If the dimensions of the data are correlated within classes, a `Composite_estimate` based mixture will contain spurious classes strung like dew-drops along these correlations. When this happens, it's time to break out the heavy artillery:

>>> data = array([[9.42,9.20], [1.47,1.15], [5.45,5.85], [7.09,7.04], [9.15,9.39], ... [30.26,0.53 ], [30.84,0.82], [30.21,0.32], [30.53,0.52], [30.78,0.45]]) >>> mml.Mixture_estimate(data, (mml.Multivariate_gaussian_estimate, 0.01**data.shape[1])) Mixture_estimate: 103.08 nits 22% Multivariate_gaussian_estimate: 7.63 nits mean=[ 5.5 5.41] covariance=[[ 9.63 9.44] [ 9.44 9.26]] 30% Multivariate_gaussian_estimate: 26.45 nits mean=[ 4.02 4.1 ] covariance=[[ 8.5 8.94] [ 8.94 9.43]] 48% Multivariate_gaussian_estimate: 58.10 nits mean=[ 25.44 0.44] covariance=[[ 97.1 1.7 ] [ 1.7 0.05]] >>> mml.Mixture_estimate(data, ( mml.Hidden_factor_estimate, ... array([[-100.0,100.0],[-100.0,100.0]]), array([0.01,0.01]), array([100.0,100.0]) )) Mixture_estimate: 151.95 nits 50% Hidden_factor_estimate: 64.15 nits mean=[ 30.52 0.53] sigma=[ 0.29 0.18] has_factor=False factor_loads=[ 0. 0.] 50% Hidden_factor_estimate: 79.76 nits mean=[ 6.52 6.53] sigma=[ 0.28 0.29] has_factor=True factor_loads=[ 3.24 3.34] factor_scores=[ 0.84 -1.57 -0.26 0.16 0.83 2.75 2.88 2.71 2.79 2.82]

The bold may wish to create their own MML estimate classes.
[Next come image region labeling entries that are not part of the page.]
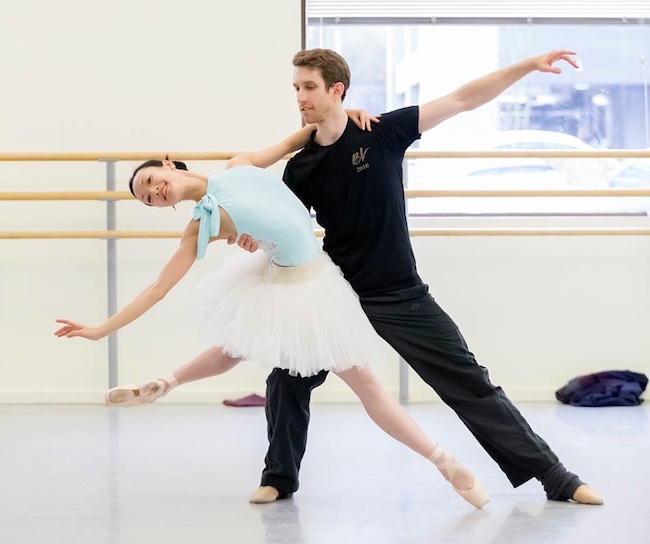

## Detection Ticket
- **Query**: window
[306,4,650,214]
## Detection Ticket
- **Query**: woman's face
[133,161,183,208]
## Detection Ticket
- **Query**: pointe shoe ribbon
[429,448,490,510]
[104,378,178,408]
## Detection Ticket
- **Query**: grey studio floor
[0,402,650,544]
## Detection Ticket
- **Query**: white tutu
[197,251,383,376]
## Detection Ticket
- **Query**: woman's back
[208,166,320,266]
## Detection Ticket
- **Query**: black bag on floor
[555,370,648,406]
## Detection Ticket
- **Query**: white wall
[0,0,650,402]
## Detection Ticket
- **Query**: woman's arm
[54,221,199,340]
[226,125,316,169]
[226,110,379,169]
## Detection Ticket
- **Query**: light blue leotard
[192,166,320,266]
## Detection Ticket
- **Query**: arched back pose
[55,133,489,508]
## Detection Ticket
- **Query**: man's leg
[250,368,327,503]
[361,286,599,503]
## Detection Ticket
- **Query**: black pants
[262,285,568,498]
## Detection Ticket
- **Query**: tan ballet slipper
[571,484,605,505]
[248,485,280,504]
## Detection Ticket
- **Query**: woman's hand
[345,110,381,132]
[54,319,105,340]
[233,234,257,253]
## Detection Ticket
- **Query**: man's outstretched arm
[418,49,579,133]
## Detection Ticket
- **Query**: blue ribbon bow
[192,193,221,259]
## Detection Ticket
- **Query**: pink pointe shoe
[104,376,178,408]
[429,448,490,510]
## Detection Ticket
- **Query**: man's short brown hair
[293,49,351,101]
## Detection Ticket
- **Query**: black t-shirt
[284,106,421,296]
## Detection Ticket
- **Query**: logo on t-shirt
[352,147,370,172]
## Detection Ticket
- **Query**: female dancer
[55,127,489,508]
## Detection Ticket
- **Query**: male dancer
[240,49,603,504]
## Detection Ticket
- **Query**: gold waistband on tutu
[262,255,327,285]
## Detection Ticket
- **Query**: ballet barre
[0,189,650,201]
[0,227,650,240]
[0,149,650,162]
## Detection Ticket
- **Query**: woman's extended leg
[336,367,490,508]
[105,346,241,407]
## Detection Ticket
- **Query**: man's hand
[54,319,105,340]
[533,49,580,74]
[234,234,257,253]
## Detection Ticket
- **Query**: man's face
[293,66,343,124]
These may then, for example, be plugged into the mixture estimator to perform novel forms of clustering.

Let us assume you have already checked that your model does not break any of the MML87 assumptions, and performed the mathematical gymnastics required to pose reasonable priors and derive the Fisher information. (It is common also to find formulae for parameters that will minimize the MML87 length formula. If this is difficult, `scipy.optimize.fmin` or similar may be used to minimize the message length.)

To create a new estimator, you need to create a new sub-class of `Estimate`. `Estimate` is the base class of all PyMML estimators. Your new class will need to provide a number of terms used in the MML87 length formula (which is implemented in the method `Estimate.length`). To be precise, your class must define methods called `neglog_prior`, `neglog_fisher`, `neglog_data`, and `dimensions`.
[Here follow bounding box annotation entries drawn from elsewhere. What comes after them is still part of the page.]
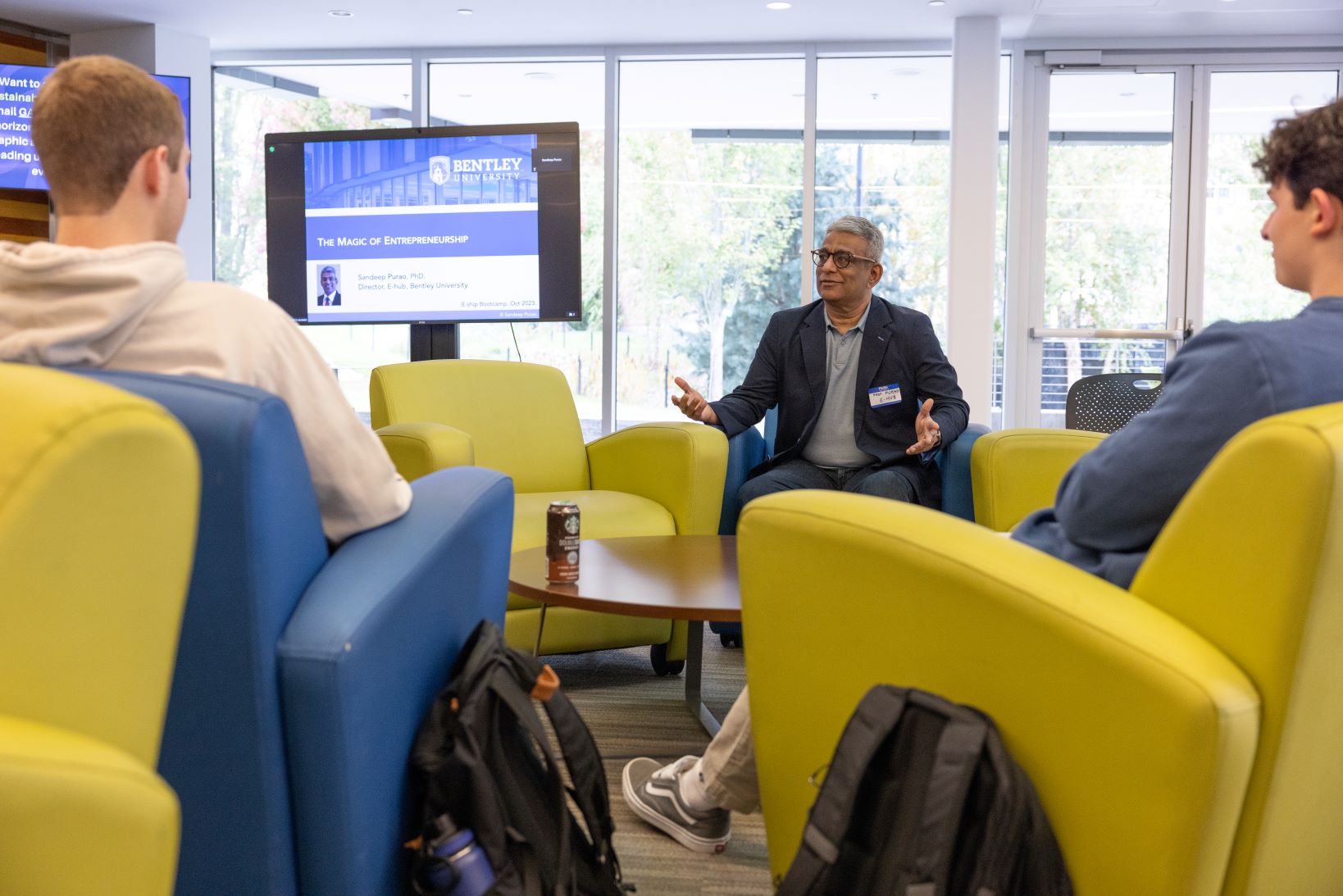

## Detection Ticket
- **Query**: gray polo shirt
[802,299,877,467]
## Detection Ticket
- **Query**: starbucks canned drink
[545,501,579,582]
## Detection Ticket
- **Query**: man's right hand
[672,376,718,423]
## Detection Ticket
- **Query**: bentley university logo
[429,156,451,187]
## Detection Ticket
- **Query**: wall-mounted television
[0,66,191,189]
[265,122,583,324]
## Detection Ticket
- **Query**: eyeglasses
[811,248,881,270]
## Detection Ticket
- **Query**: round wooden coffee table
[509,534,741,736]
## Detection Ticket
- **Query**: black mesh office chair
[1063,374,1162,433]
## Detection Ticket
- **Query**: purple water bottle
[426,812,494,896]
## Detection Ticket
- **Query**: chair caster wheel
[649,644,685,679]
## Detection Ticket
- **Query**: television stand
[411,324,461,362]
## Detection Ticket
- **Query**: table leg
[532,603,551,657]
[685,622,722,738]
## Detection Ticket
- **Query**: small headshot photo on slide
[317,265,339,305]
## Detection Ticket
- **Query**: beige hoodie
[0,242,411,541]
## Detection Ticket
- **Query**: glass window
[429,61,606,439]
[813,57,951,339]
[617,59,811,427]
[215,65,411,415]
[1040,71,1175,427]
[1198,71,1339,329]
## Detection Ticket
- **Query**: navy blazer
[709,296,970,507]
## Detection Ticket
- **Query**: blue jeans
[737,458,918,507]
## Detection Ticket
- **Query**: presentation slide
[0,65,191,189]
[303,134,554,324]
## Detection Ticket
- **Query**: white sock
[677,759,718,812]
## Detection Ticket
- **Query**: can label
[545,501,579,582]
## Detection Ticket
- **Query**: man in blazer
[672,215,970,507]
[317,265,339,305]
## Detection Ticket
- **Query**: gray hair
[826,215,886,262]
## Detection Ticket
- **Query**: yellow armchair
[970,429,1105,532]
[0,364,198,896]
[369,360,728,671]
[739,404,1343,896]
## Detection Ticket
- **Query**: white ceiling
[7,0,1343,51]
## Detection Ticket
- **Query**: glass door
[1030,66,1191,427]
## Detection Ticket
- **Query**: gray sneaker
[621,757,732,853]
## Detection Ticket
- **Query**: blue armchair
[77,371,513,896]
[709,408,989,648]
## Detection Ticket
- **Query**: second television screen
[266,124,581,324]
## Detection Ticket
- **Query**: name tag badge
[867,383,899,407]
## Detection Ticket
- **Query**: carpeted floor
[545,626,773,896]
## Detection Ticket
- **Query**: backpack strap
[775,685,908,896]
[489,664,573,894]
[909,690,989,887]
[543,690,615,854]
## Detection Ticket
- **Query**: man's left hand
[905,398,941,454]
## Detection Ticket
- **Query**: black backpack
[411,619,623,896]
[776,685,1073,896]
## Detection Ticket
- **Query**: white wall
[70,25,215,280]
[947,16,1002,425]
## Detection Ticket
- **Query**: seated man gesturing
[672,215,970,507]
The `__init__` method of your new class should perform the actual parameter estimation. The parameter estimates performed in `__init__` should minimize the quantity calculated by `Estimate.length`. (The function `Estimate.test` may be used to check that there is no trivial alteration to parameter values that will reduce the message length.)

The parameters `__init__` accepts should be: `data` (an array of data points), any parameters for priors, and `weighting` (an array of floats, of the same length as `data`). Your `__init__` method should first call `Estimate.__init__(self, data, weighting)`. It should then perform the parameter estimation.
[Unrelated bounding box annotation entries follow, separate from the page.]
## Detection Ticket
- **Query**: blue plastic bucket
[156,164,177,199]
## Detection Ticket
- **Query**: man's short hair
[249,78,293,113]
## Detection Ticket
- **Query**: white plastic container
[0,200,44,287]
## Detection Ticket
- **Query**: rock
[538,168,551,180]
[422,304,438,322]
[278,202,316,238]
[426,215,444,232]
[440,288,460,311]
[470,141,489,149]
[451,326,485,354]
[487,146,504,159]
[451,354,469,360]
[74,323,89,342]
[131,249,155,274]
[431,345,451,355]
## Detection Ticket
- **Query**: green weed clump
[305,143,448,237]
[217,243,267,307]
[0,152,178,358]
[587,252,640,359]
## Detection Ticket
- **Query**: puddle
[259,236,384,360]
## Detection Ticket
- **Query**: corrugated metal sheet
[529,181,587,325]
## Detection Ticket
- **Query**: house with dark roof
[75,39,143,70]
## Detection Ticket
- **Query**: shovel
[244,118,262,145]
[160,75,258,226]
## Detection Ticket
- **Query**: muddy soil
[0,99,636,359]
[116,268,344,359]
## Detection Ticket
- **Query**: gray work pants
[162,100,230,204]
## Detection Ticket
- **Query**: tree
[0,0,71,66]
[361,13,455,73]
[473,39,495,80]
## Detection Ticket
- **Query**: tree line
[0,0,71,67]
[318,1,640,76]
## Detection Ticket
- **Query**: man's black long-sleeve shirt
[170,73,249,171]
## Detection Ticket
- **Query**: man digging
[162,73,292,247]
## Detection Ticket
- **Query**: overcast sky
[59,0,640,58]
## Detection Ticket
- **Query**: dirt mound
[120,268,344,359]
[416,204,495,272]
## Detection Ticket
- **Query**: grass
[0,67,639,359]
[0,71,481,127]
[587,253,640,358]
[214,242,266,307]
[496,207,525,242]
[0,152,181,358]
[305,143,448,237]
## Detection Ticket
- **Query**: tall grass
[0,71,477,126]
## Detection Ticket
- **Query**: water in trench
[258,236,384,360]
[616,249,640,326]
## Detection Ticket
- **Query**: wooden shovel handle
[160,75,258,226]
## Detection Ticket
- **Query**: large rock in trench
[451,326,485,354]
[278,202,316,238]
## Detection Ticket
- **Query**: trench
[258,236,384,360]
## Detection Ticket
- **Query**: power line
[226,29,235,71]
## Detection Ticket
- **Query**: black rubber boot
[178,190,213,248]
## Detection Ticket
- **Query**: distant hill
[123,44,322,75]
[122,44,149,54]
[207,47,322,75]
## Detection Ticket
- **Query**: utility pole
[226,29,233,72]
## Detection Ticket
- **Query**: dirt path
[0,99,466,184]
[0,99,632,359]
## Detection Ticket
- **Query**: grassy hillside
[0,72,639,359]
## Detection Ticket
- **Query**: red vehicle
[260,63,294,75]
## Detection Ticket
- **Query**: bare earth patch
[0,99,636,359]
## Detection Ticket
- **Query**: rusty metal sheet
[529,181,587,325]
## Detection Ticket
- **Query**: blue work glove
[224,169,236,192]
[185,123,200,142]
The `weighting` parameter is needed in order to support partial assignment when performing mixture modelling. Its effect can be seen in `Estimate.total_neglog_data`. Parameter estimation in `__init__` should take this into account. That is, the parameters should minimize the *expected* message length, where the probability of each datum actually occurring is given by its corresponding weighting.

A list giving the name of each estimated parameter should be placed in a class attribute called `parameters`. This is used by `Estimate.__repr__`.

Note: any of the existing "simple" PyMML estimators will provide a good template to work from.